Spring asks for makeup of softness!

Rain is ticking on the windows with big drops, and it's even storming outside! There's no sign of spring to be found, whatsoever, even though it officially arrived and DST set in. Did you remember to adjust the clock forward one hour? 

It's been raining for days now, and yesterday I had a high tea and shopping spree to attend with 7 gorgeous, vintage loving women in our capital city Amsterdam; I was all dolled up with curls, but to no avail: my locks went all scarecrow-chic. We promised eachother to plan another date when better weather arrived.

But even though the weather resembles autumn more than it does spring, I was looking for some spring make up tips to apply in my daily make-up routine, and I found a helpful article, dating back to 1935, that I wanted to share with you! Here we go!

Spring asks for makeup of softness

Soft make-up seems to be such an integral part of spring and summer beauty that we dislike seeing anyone wearing harsh or bold rouge or powder effects. This is particularly true of the blonde. In the winter, and especially for formal functions a little more pronounced make-up gets by the sensors. But not in the spring. With the lovely pastels and prints, soft make-up tones are really alluring.

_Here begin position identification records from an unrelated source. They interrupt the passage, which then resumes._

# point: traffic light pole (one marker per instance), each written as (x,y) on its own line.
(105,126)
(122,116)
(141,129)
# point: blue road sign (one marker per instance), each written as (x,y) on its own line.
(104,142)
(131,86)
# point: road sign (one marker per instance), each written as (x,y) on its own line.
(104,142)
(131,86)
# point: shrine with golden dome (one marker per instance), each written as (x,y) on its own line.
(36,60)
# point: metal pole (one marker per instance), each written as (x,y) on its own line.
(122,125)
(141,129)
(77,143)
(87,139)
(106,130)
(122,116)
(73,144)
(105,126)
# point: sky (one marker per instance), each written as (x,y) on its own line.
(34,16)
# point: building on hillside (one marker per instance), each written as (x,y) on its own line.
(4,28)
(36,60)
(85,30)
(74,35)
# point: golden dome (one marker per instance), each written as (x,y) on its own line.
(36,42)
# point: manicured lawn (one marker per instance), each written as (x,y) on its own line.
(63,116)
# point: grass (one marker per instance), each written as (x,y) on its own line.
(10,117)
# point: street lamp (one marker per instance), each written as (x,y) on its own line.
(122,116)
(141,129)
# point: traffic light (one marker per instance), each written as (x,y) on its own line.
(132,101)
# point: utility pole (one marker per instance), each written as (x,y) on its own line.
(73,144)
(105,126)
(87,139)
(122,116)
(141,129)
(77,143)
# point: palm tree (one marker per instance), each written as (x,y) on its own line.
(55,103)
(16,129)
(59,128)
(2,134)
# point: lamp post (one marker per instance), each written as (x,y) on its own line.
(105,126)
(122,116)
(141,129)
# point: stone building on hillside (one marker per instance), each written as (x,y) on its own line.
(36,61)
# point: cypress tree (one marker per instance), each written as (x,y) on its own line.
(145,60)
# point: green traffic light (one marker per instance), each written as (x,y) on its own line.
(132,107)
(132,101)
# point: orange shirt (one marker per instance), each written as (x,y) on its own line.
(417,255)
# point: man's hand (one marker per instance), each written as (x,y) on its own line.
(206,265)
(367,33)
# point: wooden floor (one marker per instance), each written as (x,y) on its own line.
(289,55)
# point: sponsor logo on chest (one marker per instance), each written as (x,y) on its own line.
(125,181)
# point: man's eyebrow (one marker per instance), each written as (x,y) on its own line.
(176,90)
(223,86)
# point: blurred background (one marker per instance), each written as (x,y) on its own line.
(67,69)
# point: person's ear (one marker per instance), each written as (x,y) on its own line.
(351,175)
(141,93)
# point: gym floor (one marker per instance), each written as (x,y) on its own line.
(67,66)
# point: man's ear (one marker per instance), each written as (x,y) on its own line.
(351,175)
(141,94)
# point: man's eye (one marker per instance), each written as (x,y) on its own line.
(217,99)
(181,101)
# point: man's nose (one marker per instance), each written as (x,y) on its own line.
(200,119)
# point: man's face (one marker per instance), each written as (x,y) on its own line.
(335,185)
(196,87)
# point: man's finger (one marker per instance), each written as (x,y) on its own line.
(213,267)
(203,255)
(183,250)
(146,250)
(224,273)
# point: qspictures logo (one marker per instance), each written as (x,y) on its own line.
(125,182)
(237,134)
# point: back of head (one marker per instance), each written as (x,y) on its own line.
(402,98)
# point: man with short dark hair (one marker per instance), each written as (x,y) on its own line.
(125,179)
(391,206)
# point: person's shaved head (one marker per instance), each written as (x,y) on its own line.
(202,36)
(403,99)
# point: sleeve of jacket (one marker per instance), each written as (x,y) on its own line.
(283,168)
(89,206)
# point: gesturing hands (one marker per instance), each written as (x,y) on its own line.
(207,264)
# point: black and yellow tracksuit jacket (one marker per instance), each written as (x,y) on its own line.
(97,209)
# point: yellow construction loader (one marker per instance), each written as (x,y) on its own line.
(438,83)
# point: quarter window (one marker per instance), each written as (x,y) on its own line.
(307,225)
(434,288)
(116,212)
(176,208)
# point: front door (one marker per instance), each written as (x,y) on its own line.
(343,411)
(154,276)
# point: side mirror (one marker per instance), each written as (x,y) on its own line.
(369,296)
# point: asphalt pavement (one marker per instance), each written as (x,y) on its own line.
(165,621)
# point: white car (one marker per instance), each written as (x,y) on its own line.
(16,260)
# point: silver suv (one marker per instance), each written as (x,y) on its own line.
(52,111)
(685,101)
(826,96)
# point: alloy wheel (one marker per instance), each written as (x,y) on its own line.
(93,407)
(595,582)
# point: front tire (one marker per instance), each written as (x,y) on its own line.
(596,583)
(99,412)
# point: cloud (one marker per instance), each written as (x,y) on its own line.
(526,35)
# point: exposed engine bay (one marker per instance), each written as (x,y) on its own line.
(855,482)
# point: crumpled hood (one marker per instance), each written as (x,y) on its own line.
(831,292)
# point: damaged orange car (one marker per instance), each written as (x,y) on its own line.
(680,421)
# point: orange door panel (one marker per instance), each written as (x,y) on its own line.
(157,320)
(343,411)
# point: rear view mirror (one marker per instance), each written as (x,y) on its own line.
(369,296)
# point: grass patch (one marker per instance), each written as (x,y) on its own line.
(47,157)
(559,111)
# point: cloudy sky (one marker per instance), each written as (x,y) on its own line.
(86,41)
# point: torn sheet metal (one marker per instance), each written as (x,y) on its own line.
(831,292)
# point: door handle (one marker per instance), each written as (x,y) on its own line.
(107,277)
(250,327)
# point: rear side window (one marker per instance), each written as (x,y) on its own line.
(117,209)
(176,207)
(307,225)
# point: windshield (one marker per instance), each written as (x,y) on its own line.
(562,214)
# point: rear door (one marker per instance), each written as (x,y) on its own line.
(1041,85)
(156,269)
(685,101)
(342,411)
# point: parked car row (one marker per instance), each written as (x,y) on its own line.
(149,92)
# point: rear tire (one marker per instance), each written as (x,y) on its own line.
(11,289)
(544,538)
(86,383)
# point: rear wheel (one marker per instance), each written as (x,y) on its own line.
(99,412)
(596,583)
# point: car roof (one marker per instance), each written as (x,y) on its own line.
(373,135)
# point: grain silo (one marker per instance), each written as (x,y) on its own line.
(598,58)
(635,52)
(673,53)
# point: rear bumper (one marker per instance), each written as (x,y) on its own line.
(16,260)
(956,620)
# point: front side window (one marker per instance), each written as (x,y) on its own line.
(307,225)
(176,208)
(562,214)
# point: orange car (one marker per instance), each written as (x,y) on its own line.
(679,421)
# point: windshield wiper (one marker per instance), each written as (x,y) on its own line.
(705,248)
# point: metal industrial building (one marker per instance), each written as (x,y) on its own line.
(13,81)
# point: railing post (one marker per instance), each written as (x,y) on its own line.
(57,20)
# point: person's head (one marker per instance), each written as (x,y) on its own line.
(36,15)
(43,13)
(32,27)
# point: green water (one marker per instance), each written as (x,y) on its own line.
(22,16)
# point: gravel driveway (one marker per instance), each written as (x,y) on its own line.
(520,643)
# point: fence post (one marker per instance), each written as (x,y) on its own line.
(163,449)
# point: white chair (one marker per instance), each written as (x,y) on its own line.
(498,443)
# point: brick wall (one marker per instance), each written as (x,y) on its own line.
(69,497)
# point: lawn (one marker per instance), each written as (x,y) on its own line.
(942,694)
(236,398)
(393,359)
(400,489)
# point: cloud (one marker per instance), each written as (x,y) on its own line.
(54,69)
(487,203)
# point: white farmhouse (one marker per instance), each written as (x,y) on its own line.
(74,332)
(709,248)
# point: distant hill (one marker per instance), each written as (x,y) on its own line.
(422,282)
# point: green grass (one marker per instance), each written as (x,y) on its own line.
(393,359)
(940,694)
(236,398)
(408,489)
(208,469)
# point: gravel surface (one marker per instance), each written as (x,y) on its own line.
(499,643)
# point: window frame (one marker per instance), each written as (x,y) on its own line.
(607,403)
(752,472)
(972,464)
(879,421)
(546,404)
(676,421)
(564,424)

Remember this: Nature blends her colors more deftly and cleverly than a schooled interior decorator or couturier. With golden blonde hair she usually combines a fair, fine skin, light eyes. The pigment combinations are mostly pinks and yellows, and these blend together so subtly that there is never a definite dividing line. The lips are just a little redder than the cheeks, the cheeks a bit pinker than the nose, chin and forehead.

Follow nature's lead.
Those who know their make-up follow nature's lead. To preserve the natural color harmony soft tints of rouge and powder should be used, and these blended so carefully that they merge together. Rouge should be a bit deeper where nature's color is usually deepest, usually near the cheekbone and under the center of each eye. That's what we call the key area. Then it should gradually fade away until the edges are absolutely imperceptible.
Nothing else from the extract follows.